Michigan Avenue has been a battleground for several recent weekends as Transformers 3 filmed scenes. According to the Chicago Tribune, the producers were partly drawn by the financial incentives offered by the state of Illinois. Though the film will spend more than $20 million in six weeks in the local economy, the state will offer at least a $6 million tax credit.

Illinois is not the only state playing this game:

Illinois is among 45 jobs-hungry states tripping over each other to financially woo movies and television shows. About half, including Illinois, offer tax credits, which cut producers’ costs by tens of millions of dollars at the expense of state budgets.

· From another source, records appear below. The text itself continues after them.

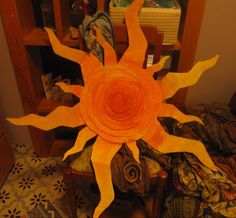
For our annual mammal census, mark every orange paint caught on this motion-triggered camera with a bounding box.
[6,0,218,217]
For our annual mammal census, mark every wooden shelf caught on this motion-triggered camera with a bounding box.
[162,39,181,51]
[24,27,79,47]
[37,98,74,114]
[24,27,181,51]
[24,27,50,46]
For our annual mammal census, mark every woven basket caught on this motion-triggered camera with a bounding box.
[110,1,181,45]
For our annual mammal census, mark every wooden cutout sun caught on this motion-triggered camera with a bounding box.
[8,0,218,217]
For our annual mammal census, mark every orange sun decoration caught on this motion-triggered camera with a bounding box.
[8,0,218,217]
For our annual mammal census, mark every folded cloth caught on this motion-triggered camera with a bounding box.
[173,153,236,217]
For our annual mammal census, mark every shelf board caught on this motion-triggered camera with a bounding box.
[24,27,79,47]
[37,98,74,114]
[24,27,50,46]
[162,39,181,51]
[24,27,181,51]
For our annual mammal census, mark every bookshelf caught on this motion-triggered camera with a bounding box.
[0,0,205,157]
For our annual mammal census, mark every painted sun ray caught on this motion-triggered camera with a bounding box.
[63,127,97,160]
[126,141,140,163]
[56,82,84,98]
[158,103,203,124]
[146,56,170,76]
[91,136,122,218]
[93,25,117,66]
[161,55,219,99]
[119,0,147,67]
[142,123,217,171]
[44,27,102,83]
[7,104,85,131]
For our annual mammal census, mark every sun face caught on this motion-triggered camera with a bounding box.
[8,0,218,217]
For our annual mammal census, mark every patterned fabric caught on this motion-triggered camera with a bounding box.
[0,144,99,218]
[173,153,236,217]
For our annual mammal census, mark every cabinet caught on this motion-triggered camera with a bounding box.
[0,0,205,157]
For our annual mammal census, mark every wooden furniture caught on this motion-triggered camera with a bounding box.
[0,0,205,157]
[0,125,15,188]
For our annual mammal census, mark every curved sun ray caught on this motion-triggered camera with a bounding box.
[119,0,147,68]
[142,123,217,171]
[93,25,117,66]
[56,82,84,98]
[63,127,97,160]
[145,56,170,76]
[91,136,122,218]
[158,103,203,124]
[44,27,102,83]
[126,141,140,163]
[7,104,85,131]
[160,55,219,99]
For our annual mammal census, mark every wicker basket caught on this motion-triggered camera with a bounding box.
[110,1,181,45]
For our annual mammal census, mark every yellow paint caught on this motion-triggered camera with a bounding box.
[8,0,218,217]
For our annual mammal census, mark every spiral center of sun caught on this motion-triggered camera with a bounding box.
[109,92,133,115]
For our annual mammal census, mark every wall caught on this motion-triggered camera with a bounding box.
[187,0,236,104]
[0,17,32,144]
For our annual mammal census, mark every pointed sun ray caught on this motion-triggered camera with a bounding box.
[63,127,97,160]
[146,56,170,76]
[44,27,102,83]
[158,103,203,124]
[56,82,84,98]
[161,55,219,99]
[120,0,147,68]
[91,136,122,218]
[93,25,117,66]
[7,104,85,131]
[142,123,217,171]
[126,141,140,163]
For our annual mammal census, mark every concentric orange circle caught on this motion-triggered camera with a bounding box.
[80,65,159,143]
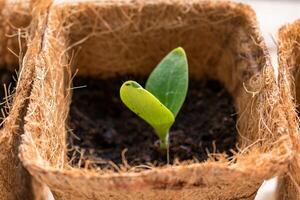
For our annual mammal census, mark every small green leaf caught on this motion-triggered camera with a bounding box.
[145,47,188,117]
[120,81,175,148]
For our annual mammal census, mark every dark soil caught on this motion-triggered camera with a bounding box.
[68,77,237,167]
[0,68,16,128]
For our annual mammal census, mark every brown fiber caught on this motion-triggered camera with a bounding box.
[20,0,297,200]
[0,0,33,200]
[279,20,300,200]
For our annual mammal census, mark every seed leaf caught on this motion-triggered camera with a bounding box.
[120,81,175,144]
[145,47,188,117]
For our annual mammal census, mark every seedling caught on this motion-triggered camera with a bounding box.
[120,47,188,149]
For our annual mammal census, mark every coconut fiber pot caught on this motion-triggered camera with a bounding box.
[278,20,300,199]
[20,0,296,200]
[0,0,32,199]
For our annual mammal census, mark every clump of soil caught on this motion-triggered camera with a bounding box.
[68,77,237,168]
[0,68,16,128]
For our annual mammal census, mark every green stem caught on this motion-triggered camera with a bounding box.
[160,134,169,149]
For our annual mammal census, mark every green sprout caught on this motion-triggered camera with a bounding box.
[120,47,188,149]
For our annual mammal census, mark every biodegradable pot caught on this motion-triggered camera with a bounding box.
[278,20,300,199]
[0,0,33,199]
[20,0,295,200]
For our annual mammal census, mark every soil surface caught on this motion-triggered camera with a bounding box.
[0,68,16,128]
[68,77,237,168]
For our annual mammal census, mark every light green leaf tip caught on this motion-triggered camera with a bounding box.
[120,81,175,148]
[145,47,188,117]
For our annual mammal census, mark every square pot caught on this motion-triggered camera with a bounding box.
[20,0,292,200]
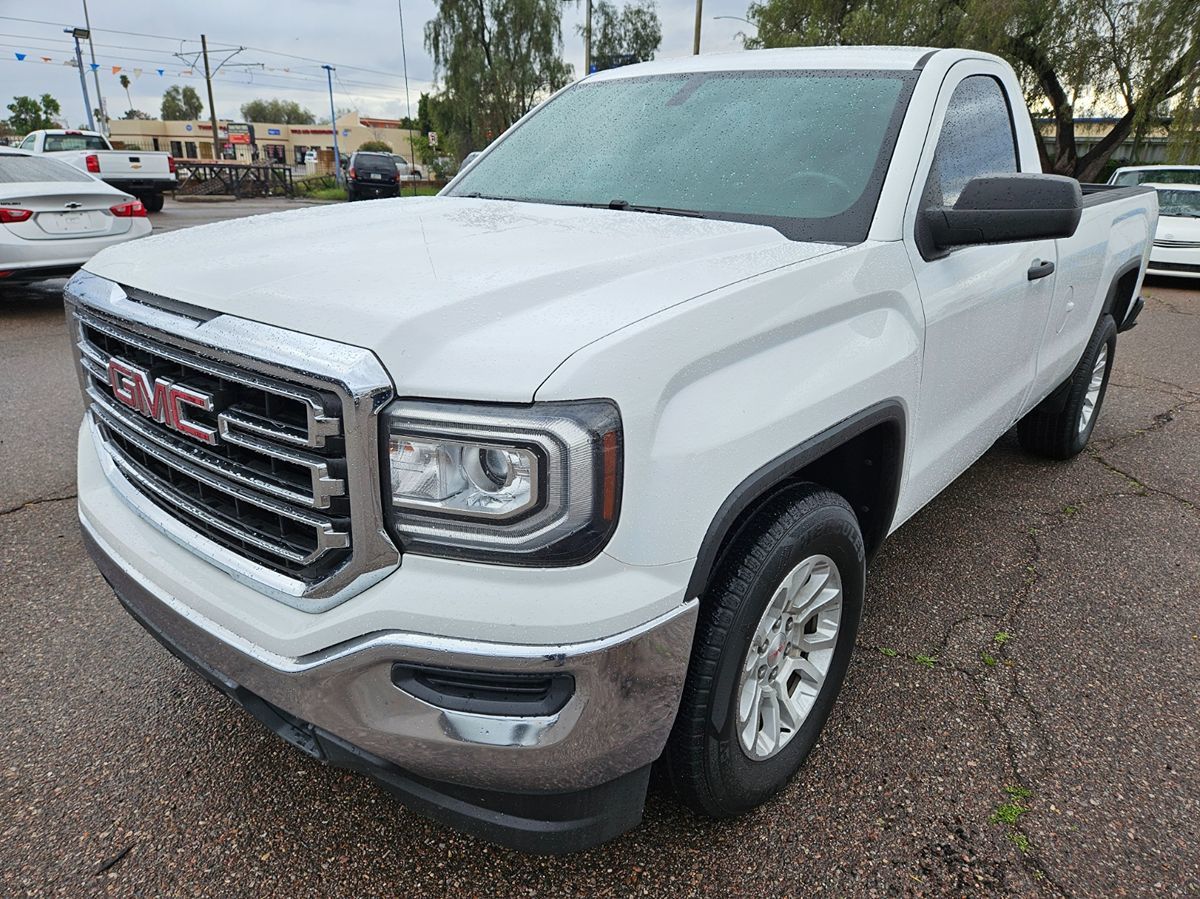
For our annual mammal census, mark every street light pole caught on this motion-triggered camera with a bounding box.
[583,0,592,78]
[83,0,108,137]
[398,0,416,197]
[322,65,342,184]
[200,35,221,164]
[62,28,96,131]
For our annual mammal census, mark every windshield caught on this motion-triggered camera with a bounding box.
[1112,168,1200,185]
[0,155,95,184]
[1154,187,1200,218]
[354,152,396,175]
[42,134,108,152]
[449,71,917,244]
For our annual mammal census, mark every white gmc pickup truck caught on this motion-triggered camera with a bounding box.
[20,128,176,212]
[66,48,1157,852]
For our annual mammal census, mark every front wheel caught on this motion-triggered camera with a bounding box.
[666,484,866,817]
[1016,314,1117,460]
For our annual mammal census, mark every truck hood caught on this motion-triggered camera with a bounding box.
[84,197,840,402]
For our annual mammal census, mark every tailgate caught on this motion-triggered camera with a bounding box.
[95,150,170,178]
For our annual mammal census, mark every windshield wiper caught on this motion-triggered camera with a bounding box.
[454,191,708,218]
[598,199,704,218]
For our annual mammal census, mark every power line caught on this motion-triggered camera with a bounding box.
[0,34,422,94]
[0,16,422,78]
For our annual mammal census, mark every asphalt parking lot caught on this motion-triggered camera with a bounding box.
[0,200,1200,897]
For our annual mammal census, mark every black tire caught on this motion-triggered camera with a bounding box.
[665,484,866,817]
[1016,314,1117,461]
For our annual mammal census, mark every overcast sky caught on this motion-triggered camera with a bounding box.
[0,0,751,125]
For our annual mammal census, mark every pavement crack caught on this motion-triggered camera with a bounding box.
[96,843,137,877]
[1088,450,1200,514]
[0,493,79,515]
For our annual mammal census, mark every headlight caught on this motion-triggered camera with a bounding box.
[384,400,622,565]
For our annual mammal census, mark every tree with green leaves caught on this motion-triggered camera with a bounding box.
[745,0,1200,181]
[576,0,662,71]
[241,100,317,125]
[425,0,571,152]
[161,84,204,121]
[8,94,62,134]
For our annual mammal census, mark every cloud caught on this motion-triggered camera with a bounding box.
[0,0,749,125]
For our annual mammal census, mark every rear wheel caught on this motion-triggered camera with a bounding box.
[666,484,865,817]
[1016,314,1117,460]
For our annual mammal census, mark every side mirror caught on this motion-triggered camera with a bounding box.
[920,174,1084,250]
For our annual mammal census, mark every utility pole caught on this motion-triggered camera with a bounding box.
[83,0,108,137]
[322,65,342,184]
[583,0,592,78]
[62,28,96,131]
[396,0,420,197]
[200,35,221,162]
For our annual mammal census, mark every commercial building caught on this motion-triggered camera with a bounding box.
[110,113,415,168]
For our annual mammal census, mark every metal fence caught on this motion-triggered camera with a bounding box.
[175,161,295,197]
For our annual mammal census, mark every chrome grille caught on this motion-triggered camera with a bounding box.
[67,272,398,610]
[76,304,350,580]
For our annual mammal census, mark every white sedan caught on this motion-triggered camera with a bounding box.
[0,148,150,286]
[1146,184,1200,277]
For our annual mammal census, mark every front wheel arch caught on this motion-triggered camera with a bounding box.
[685,397,907,598]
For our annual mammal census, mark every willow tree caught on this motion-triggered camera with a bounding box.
[425,0,571,151]
[746,0,1200,181]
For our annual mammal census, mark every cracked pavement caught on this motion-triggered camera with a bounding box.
[0,232,1200,897]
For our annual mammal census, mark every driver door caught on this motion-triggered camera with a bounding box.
[904,61,1056,514]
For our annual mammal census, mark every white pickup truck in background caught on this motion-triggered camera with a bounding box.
[66,47,1157,851]
[20,128,178,212]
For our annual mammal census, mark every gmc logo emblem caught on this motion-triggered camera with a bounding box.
[108,356,217,445]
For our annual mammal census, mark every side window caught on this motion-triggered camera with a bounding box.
[923,74,1019,206]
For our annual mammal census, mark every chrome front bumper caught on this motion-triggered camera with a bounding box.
[83,520,697,792]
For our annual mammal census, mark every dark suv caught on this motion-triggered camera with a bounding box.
[346,152,400,200]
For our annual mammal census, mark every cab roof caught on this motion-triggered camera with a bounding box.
[584,47,996,82]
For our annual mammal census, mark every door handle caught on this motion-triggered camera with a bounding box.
[1027,259,1054,281]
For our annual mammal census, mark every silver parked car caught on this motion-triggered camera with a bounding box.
[0,146,150,284]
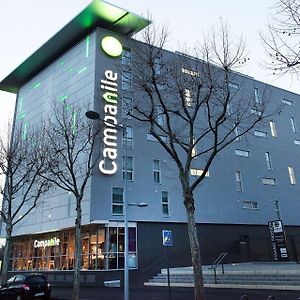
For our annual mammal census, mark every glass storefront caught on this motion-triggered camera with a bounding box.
[11,225,137,271]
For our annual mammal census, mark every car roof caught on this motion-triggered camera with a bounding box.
[10,273,46,278]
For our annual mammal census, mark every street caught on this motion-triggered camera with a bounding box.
[51,287,300,300]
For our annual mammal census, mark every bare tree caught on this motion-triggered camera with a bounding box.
[45,105,97,300]
[0,126,50,282]
[261,0,300,75]
[128,24,278,300]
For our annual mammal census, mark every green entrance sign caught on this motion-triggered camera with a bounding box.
[101,36,123,57]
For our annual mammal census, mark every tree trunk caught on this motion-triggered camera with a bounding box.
[1,223,12,283]
[72,199,82,300]
[185,196,205,300]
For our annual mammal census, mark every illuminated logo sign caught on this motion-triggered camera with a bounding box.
[33,237,60,249]
[99,36,123,175]
[101,36,123,57]
[99,70,118,175]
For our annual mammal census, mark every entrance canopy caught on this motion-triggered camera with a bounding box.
[0,0,150,93]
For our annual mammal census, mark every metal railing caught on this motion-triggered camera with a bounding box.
[209,252,228,283]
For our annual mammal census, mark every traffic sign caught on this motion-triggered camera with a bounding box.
[162,230,173,247]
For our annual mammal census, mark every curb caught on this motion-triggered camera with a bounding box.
[144,282,300,291]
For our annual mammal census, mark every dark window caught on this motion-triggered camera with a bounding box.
[26,276,46,283]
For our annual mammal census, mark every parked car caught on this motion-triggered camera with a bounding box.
[0,273,51,300]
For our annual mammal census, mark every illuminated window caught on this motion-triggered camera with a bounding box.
[122,70,132,91]
[122,49,131,66]
[281,98,293,106]
[85,35,90,57]
[291,117,297,133]
[147,133,168,143]
[156,105,165,126]
[265,152,273,171]
[184,89,192,107]
[242,201,258,209]
[161,191,170,216]
[122,156,133,181]
[235,149,250,157]
[233,125,241,141]
[112,188,124,215]
[153,57,161,75]
[181,68,199,77]
[274,200,281,220]
[191,138,197,158]
[123,126,133,149]
[288,166,296,184]
[254,88,261,103]
[250,108,262,116]
[235,171,243,192]
[270,121,277,137]
[122,97,133,119]
[254,130,268,139]
[294,140,300,146]
[153,159,160,183]
[190,168,209,177]
[228,82,240,90]
[262,177,276,185]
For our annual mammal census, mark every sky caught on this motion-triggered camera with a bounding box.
[0,0,300,133]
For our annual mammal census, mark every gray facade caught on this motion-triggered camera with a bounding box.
[1,1,300,284]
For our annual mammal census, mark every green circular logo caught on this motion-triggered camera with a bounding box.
[101,36,123,57]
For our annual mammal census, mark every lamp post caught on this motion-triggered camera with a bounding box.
[85,111,148,300]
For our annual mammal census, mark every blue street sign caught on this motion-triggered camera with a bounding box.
[162,230,173,247]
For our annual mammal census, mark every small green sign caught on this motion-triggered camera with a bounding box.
[101,36,123,57]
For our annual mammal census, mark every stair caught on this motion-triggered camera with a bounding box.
[144,266,300,290]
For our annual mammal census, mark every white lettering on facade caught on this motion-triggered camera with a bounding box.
[99,70,118,175]
[33,237,60,249]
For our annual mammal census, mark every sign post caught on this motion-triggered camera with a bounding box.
[162,230,173,300]
[268,220,289,261]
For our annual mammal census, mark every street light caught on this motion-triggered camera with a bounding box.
[85,110,148,300]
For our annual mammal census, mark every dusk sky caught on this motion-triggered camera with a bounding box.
[0,0,300,131]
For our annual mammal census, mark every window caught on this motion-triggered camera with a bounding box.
[153,57,161,75]
[112,188,124,215]
[228,82,240,90]
[184,89,192,107]
[122,70,132,91]
[254,88,261,103]
[254,130,267,139]
[288,166,296,184]
[235,171,243,192]
[122,97,133,120]
[265,152,273,171]
[281,98,293,106]
[190,168,209,177]
[274,200,281,220]
[242,201,258,209]
[156,105,165,126]
[262,177,276,185]
[122,49,131,66]
[161,191,170,216]
[122,156,133,181]
[270,121,277,137]
[250,108,262,116]
[153,159,160,183]
[181,68,199,77]
[291,117,297,133]
[234,125,241,141]
[147,133,168,143]
[294,140,300,146]
[191,138,197,158]
[123,126,133,149]
[226,102,234,116]
[235,149,250,157]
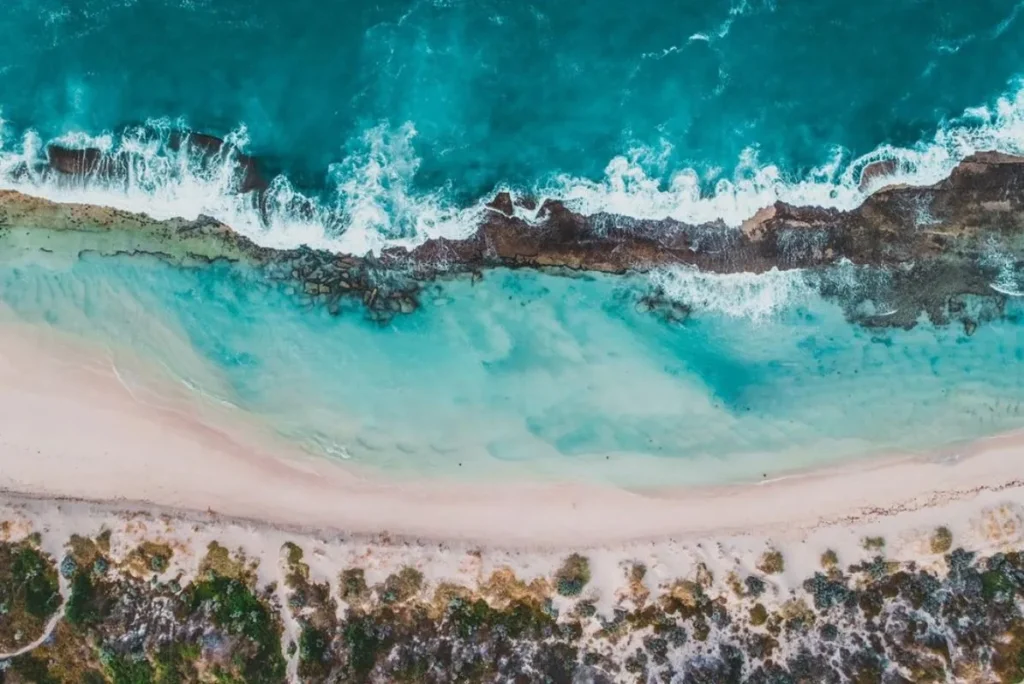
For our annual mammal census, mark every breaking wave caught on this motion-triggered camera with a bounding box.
[0,80,1024,318]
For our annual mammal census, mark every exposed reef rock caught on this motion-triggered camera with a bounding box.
[6,144,1024,333]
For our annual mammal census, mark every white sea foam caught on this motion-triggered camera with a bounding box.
[651,266,814,320]
[0,120,482,254]
[546,83,1024,225]
[0,82,1024,274]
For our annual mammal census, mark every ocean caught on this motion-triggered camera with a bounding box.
[0,0,1024,486]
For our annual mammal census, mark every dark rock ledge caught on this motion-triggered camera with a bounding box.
[22,141,1024,333]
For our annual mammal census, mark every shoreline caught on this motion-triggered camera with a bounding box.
[0,319,1024,549]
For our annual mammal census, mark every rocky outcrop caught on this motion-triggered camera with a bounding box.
[12,143,1024,332]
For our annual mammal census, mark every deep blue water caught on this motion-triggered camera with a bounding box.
[0,0,1024,483]
[0,0,1024,246]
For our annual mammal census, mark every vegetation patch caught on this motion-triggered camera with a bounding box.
[757,549,785,574]
[0,542,60,652]
[125,542,174,576]
[555,553,590,596]
[930,527,953,555]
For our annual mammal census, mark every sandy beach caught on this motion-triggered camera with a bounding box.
[0,317,1024,548]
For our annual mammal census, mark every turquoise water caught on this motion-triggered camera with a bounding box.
[0,0,1024,483]
[0,246,1024,485]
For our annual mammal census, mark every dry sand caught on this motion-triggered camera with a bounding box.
[0,317,1024,549]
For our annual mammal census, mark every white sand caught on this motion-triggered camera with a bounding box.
[0,317,1024,548]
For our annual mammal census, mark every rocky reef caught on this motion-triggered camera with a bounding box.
[6,134,1024,333]
[8,511,1024,684]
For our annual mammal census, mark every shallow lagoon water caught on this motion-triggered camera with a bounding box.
[0,240,1024,486]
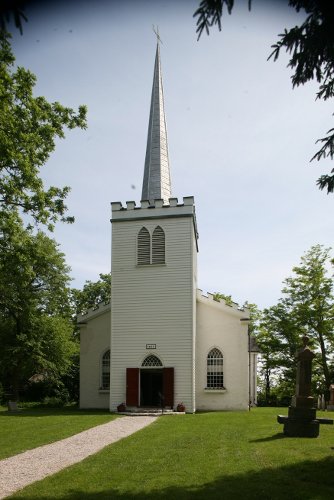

The pool of rivals has doubled in the past four years, and the lures, for the most part, are getting fancier, with only a handful of states pulling back, either due to recessionary pressures or local scandals. A just-released study by the Milken Institute indicates that aggressive plays, by states as well as overseas locales, are cutting into California’s historical grip on the business.

The rest of the article contains arguments for and against such aggressive tax credits. Regardless, it seems that the tax credit game may become a race to the bottom where states eventually find there is little economic benefit to having filming in their backyard.

Even if the filming doesn’t bring in many jobs (as opposed to short-term work) or other lasting benefits, filming can certainly draw attention. The filming of Transformers 3 has attracted a lot of local media attention, perhaps raising the profile of Chicago and Michigan Avenue for viewers.